Seismic plastic–damage analysis of mass concrete blocks in arch dams including contraction and peripheral joints

Abstract

Seismic nonlinear analysis of concrete arch dams is a topic having been extensively studied in the last two decades. Due to the existence of different joints within the body of arch dams, the discrete crack (DC) approach utilizing interface elements for the joints is the most realistic method. In fact, it could be the first step to assess the seismic safety of an arch dam. Furthermore, since the mass concrete blocks may crack due to severe ground excitations, a plastic–damage (PD) model well capturing stiffness degradation and permanent deformation due to tensile cracking and compressive crushing might be needed. In this study, a special finite element program called SNACS is developed based on the combined discrete crack and plastic–damage (DC–PD) technique. The dam–reservoir interaction as an important factor affecting the seismic response of arch dams is also treated by the Lagrangian–Eulerian formulation. The joints modeling strategy adopted herein is addressed first and then, a brief review of the plastic–damage model proposed by Lee and Fenves and extended herein to 3-D space is presented.

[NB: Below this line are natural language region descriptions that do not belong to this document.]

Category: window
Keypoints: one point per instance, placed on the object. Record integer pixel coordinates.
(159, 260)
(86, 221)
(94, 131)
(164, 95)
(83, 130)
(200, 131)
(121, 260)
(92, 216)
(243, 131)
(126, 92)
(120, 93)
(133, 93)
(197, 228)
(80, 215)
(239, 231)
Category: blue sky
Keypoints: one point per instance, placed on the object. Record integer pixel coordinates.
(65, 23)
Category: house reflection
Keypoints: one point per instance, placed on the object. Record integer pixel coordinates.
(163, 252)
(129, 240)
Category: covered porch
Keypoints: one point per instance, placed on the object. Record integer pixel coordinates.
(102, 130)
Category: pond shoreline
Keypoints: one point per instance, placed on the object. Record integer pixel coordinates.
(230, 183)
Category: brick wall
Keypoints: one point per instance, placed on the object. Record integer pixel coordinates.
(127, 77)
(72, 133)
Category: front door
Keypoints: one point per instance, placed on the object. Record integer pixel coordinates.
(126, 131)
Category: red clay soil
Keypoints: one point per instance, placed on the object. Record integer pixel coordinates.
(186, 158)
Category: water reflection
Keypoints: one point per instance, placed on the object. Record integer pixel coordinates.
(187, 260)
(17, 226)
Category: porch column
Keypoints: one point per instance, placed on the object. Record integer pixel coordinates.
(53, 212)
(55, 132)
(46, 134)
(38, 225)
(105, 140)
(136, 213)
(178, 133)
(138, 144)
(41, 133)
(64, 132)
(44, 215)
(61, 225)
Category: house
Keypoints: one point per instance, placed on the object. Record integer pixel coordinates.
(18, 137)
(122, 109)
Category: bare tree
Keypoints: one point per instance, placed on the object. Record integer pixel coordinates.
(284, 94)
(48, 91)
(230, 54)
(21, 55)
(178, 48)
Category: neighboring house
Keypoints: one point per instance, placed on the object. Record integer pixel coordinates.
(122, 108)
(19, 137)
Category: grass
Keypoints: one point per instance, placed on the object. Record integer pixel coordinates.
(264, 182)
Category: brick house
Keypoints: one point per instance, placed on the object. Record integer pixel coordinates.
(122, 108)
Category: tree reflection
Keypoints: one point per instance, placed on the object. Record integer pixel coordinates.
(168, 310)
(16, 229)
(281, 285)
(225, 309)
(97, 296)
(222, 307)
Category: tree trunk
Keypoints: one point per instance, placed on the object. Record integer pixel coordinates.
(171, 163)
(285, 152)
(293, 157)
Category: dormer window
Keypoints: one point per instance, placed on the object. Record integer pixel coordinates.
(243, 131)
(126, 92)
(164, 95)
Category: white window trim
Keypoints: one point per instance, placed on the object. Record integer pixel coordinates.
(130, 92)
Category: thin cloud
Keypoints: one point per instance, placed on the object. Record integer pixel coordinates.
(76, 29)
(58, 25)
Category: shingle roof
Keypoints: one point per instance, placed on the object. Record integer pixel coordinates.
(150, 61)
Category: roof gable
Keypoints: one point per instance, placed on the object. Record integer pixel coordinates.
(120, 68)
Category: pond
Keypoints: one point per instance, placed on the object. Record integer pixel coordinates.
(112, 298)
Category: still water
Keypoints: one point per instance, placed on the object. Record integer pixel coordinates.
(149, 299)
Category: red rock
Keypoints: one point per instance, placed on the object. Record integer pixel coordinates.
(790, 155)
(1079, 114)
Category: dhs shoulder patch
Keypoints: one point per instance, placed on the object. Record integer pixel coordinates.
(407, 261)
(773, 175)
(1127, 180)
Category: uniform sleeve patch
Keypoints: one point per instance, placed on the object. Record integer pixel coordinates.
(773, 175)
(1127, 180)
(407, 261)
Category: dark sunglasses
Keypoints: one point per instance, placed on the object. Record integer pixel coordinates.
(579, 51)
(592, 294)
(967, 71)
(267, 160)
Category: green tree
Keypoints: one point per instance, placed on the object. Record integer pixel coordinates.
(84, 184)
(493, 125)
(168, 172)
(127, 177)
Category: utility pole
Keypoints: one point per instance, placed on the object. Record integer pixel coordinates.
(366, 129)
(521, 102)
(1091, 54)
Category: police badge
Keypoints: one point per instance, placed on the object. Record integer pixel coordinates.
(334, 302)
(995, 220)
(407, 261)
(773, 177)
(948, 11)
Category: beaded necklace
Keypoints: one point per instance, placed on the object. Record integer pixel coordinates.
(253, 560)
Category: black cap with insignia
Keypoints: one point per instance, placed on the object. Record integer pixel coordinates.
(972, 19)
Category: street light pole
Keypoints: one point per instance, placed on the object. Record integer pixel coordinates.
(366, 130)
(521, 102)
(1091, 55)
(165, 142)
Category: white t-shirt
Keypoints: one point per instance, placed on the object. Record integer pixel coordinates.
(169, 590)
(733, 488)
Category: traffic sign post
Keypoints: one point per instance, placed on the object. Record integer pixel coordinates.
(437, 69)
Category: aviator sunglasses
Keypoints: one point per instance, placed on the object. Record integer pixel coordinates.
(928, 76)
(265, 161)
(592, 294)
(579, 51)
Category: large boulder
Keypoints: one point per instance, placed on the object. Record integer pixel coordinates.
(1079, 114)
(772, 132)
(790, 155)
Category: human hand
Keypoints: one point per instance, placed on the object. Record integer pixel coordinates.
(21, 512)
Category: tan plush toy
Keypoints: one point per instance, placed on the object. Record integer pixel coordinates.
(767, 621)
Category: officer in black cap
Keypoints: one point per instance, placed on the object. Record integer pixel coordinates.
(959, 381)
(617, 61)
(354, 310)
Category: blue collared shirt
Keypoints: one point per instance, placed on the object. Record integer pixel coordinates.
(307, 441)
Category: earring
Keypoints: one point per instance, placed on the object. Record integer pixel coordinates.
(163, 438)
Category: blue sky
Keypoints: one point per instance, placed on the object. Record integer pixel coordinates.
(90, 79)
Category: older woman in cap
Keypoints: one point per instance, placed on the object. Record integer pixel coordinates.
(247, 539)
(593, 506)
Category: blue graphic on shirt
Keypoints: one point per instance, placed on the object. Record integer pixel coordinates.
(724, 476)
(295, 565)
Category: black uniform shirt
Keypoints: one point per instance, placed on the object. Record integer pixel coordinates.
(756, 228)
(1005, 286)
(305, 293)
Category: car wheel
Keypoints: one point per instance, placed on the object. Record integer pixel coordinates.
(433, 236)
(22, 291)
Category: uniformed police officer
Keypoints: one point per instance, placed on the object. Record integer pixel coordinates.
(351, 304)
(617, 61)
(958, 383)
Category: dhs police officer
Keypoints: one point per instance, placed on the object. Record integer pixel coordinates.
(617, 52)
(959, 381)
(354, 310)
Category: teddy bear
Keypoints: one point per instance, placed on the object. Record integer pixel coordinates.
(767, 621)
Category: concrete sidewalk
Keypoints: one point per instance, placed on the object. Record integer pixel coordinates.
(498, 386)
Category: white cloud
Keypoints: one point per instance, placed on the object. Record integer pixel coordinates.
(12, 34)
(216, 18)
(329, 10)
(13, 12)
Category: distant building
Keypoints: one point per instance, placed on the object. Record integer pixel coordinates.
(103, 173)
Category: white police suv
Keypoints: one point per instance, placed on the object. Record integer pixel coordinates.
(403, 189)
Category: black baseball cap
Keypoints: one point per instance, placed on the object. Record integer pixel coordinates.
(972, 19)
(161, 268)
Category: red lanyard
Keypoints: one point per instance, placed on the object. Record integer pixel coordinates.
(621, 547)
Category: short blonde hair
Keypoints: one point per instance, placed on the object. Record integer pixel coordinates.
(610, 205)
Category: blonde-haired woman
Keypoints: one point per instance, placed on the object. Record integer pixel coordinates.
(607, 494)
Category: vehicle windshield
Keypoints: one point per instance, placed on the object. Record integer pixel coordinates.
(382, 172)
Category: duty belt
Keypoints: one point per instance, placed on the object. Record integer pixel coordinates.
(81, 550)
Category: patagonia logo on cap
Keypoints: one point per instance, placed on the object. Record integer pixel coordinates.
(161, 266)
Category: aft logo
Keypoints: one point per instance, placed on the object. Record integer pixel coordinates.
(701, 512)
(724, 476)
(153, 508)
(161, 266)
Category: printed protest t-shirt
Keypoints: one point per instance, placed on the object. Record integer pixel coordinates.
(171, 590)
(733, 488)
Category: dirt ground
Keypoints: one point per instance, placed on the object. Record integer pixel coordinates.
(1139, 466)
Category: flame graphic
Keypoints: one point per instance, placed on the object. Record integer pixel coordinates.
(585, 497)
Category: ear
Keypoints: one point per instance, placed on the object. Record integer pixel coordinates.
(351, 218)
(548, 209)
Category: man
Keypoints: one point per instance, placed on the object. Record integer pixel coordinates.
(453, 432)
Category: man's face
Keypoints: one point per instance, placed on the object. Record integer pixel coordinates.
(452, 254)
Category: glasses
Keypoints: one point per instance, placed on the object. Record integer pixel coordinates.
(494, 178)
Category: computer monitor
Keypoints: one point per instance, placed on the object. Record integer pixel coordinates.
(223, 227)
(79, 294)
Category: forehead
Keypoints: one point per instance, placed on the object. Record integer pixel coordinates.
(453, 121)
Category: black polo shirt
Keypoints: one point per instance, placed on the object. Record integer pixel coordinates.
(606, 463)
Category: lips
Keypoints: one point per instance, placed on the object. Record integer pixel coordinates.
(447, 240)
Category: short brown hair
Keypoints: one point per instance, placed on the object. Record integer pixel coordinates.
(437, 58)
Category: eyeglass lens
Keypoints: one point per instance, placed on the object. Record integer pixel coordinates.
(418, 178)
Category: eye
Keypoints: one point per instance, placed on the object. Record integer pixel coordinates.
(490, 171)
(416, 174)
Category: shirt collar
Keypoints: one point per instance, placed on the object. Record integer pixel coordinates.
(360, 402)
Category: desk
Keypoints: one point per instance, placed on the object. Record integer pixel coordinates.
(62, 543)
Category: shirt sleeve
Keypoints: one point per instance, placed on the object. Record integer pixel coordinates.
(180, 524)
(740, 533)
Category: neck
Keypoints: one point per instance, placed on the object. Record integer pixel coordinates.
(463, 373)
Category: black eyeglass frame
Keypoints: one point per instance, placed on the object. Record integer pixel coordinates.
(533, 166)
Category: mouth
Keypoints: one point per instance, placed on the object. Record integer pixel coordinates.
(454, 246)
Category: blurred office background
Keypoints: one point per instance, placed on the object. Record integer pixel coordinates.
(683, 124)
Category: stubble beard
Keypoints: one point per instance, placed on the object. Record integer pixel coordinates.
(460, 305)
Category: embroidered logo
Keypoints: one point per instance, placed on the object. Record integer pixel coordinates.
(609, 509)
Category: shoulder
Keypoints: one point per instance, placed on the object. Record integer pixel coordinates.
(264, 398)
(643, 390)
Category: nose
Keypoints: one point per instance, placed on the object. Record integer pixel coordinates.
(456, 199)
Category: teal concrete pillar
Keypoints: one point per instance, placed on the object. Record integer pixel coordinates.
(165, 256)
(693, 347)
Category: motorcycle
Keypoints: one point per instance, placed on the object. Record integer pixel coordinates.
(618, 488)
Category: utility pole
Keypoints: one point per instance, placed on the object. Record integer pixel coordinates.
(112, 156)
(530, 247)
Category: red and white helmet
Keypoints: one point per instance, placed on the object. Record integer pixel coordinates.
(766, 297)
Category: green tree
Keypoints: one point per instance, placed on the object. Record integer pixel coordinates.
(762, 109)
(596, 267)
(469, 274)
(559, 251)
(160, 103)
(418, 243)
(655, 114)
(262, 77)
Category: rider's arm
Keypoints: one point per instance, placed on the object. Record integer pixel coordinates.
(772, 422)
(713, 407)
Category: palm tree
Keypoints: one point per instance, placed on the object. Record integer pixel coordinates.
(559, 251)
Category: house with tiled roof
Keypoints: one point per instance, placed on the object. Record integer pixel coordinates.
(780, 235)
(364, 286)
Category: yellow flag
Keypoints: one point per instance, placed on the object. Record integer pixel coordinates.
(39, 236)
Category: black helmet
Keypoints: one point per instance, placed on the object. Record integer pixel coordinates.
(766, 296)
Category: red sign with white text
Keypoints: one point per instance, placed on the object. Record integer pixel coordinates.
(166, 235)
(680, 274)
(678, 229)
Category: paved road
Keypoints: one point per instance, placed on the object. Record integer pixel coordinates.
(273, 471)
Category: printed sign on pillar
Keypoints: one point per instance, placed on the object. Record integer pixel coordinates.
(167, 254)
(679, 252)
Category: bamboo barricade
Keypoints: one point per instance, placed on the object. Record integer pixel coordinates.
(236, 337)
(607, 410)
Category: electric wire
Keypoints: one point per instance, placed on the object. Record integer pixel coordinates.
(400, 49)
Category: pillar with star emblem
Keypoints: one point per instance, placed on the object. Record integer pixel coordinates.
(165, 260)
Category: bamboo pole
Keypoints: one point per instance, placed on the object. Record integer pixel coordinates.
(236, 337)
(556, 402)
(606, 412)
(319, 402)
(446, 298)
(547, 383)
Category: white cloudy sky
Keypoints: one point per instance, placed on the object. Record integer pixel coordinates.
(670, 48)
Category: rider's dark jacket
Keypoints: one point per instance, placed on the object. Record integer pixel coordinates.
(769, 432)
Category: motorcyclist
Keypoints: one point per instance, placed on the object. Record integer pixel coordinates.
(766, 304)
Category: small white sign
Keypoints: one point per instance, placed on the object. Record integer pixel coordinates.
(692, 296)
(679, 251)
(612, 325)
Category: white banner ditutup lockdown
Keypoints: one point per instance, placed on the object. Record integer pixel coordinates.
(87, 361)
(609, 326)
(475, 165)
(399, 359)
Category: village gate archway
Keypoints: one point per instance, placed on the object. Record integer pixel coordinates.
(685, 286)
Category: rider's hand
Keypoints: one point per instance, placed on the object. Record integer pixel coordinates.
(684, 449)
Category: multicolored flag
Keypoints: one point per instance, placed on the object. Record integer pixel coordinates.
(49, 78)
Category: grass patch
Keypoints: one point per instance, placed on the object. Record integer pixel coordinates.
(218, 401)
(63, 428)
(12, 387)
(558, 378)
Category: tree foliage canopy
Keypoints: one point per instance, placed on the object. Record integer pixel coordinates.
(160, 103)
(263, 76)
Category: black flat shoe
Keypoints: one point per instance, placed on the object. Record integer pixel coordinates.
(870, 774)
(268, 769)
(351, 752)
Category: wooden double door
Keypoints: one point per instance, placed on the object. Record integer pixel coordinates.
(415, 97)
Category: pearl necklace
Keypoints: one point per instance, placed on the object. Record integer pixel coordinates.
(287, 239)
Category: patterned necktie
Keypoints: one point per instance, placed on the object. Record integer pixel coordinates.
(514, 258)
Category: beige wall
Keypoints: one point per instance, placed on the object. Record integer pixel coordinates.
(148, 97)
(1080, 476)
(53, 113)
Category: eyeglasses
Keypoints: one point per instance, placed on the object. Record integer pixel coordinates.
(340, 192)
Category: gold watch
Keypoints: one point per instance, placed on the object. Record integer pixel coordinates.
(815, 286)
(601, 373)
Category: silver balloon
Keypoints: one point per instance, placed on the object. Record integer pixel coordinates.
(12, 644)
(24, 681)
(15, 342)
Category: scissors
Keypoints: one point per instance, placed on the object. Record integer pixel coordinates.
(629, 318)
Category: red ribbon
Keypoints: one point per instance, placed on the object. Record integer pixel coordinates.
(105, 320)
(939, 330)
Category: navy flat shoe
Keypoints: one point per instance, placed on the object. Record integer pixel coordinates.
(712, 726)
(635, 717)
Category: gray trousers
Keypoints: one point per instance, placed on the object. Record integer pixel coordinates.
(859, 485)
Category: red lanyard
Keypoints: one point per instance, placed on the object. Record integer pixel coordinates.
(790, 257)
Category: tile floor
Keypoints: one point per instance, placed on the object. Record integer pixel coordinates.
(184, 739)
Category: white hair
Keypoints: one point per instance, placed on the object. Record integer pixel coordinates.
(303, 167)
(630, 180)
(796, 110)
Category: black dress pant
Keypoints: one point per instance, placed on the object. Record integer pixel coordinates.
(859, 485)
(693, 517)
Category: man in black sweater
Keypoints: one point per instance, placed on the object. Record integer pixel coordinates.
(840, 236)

Afterwards, the nonlinear seismic analysis of a typical thin arch dam is performed based on the combined approach and the response is compared with the results of each method. It is emphasized that employing the combined DC and PD models gives more reliable and consistent response in comparison with using DC or PD approaches applied alone. Therefore, the DC–PD technique could be considered as a major step toward a more accurate seismic safety evaluation of concrete arch dams.